Sem restingir-se a uma concepção clássica do complexo de Édipo, Rank interessou-se sobretudo pela relação precoce (e pré-edipiana) entre a criança e a mãe e também, de maneira inédita, pela sexualidade feminina. De um contexto patriarcal, que centrava o interesse psicanalítico no pai e no conflito edipiano clássico, Rank dá lugar a uma definição do materno e do feminino e, portanto, a uma crítica radical do sistema de pensamento do primeiro freudismo, fundado no papel do pai e do falocentrismo.

Promover este abalo na imagem do “pai” fez com que Rank vivenciasse o próprio trauma do nascimento psicológico. Pouco tempo depois da publicação da obra, ele deixou sua Viena natal, sua família e seu “pai” adotivo[2], para firmar-se como psicanalista num terreno que lhe seria menos hostil – nos Estados Unidos e em Paris. A relação estremecida com Freud foi fundamental para esse passo.

CASTRO, Érica Gonçalves. Introdução. In: RANK, Otto. O trauma do nascimento. São Paulo: Cienbook, 2016. p. 17 e 18.



[1] LIEBERMAN, E.J. Actes of will. The life and work of Otto Rank. Nova York: The Free Press, 1985. p. 265ss

[2] Freud demonstrou uma afeição e dedicação de natureza quase paternal a Otto Rank, inclusive financiando seus estudos universitários até o doutorado. Contudo, não suportou a “traição” teórica do seu “filho adotivo”.



APRECIAÇÃO FINAL DE FREUD SOBRE O CONCEITO DE "TRAUMA DO NASCIMENTO"

Otto Rank, a quem a psicanálise deve muitas belas contribuições, possui também o mérito de haver enfatizado a importância do ato do nascimento e da separação da mãe. No entanto, todos nós achamos impossível aceitar as conclusões extremas que ele tirou desse fato para a teoria das neuroses e mesmo para a terapia analítica. O núcleo de sua doutrina, de que a vivência de angústia do nascimento constitui o modelo para todas as situações de perigo posteriores, ele já havia encontrado pronto[1]. Se nos detivermos nelas, poderemos dizer que, de fato, a toda época do desenvolvimento cabe um certo determinante da angústia, isto é, situação de perigo, como sendo o que lhe é adequado.

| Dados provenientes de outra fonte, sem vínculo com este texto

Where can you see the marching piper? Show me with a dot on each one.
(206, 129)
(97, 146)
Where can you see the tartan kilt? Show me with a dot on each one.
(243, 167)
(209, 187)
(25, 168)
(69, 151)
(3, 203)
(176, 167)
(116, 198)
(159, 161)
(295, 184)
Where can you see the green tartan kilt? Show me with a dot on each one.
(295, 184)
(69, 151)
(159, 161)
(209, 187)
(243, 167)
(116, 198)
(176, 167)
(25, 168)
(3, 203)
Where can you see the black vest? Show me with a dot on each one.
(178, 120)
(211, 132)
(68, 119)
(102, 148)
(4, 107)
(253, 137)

O perigo do desamparo psíquico se ajusta ao estágio de imaturidade inicial do Eu, o perigo da perda do objeto (do amor) à dependência dos primeiros anos da infância, o perigo da castração à fase fálica, e enfim a angústia ante o Supereu, que ocupa um lugar especial, ao período de latência. No curso do desenvolvimento, os velhos determinantes da angústia devem ser abandonados, pois as situações de perigo que lhes correspondem vão perdendo o valor com o fortalecimento do Eu. Mas isso ocorre apenas de maneira bastante incompleta. Muitos indivíduos não conseguem superar a angústia ante a perda do amor, jamais se tornam independentes o bastante do amor dos outros, prosseguindo nesse ponto o seu comportamento infantil. Normalmente o medo ante o Supereu não deve ter fim, pois é indispensável nas relações sociais.

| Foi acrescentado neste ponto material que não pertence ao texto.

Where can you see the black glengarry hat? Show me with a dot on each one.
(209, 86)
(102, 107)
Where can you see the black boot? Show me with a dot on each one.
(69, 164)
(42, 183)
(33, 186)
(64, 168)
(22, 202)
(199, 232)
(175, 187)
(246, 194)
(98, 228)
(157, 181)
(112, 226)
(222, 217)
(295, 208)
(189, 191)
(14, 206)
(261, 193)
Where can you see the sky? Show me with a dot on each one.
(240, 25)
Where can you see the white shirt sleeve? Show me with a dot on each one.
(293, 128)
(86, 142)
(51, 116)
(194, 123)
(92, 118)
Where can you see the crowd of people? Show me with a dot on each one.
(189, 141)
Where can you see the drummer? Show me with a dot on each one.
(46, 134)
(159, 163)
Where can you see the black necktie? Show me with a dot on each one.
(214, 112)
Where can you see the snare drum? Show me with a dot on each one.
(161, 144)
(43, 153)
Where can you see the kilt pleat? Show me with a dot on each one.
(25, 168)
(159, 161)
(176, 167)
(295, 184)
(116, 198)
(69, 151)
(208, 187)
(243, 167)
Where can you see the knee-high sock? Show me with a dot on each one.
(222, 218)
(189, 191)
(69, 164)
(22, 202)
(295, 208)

FREUD, Sigmund. Novas conferências introdutórias sobre psicanálise Capítulo XXXII: Ansiedade e vida instintual. In: Obras psicológicas completas de Sigmund Freud; edição standard brasileira. Vol XXII. Rio de Janeiro: Imago, 1996. p. 91 e 92.



[1] Foi o próprio Freud que formulou esta ideia pela primeira vez, em Interpretação dos sonhos.


EROS PLATÔNICO COMO RETORNO À UNIDADE PRIMORDIAL

    O amor sexual, que atinge o seu ápice na união sexual, surge como a tentativa mais admirável de um restabelecimento da situação original entre mãe e filho, que só se completa com a fertilização de um óvulo. E quando Platão, seguindo as tradições orientais, define a essência do amor a partir da atração de duas partes separadas que outrora estiveram unidas, esta é a descrição poética mais bela da maior tentativa biológica de superar o trauma do nascimento através do amor genuinamente “platônico” – o da criança pela mãe.

RANK, Otto. O trauma do nascimento e seu significado para a psicanálise. São Paulo: Cienbook, 2016. p. 56.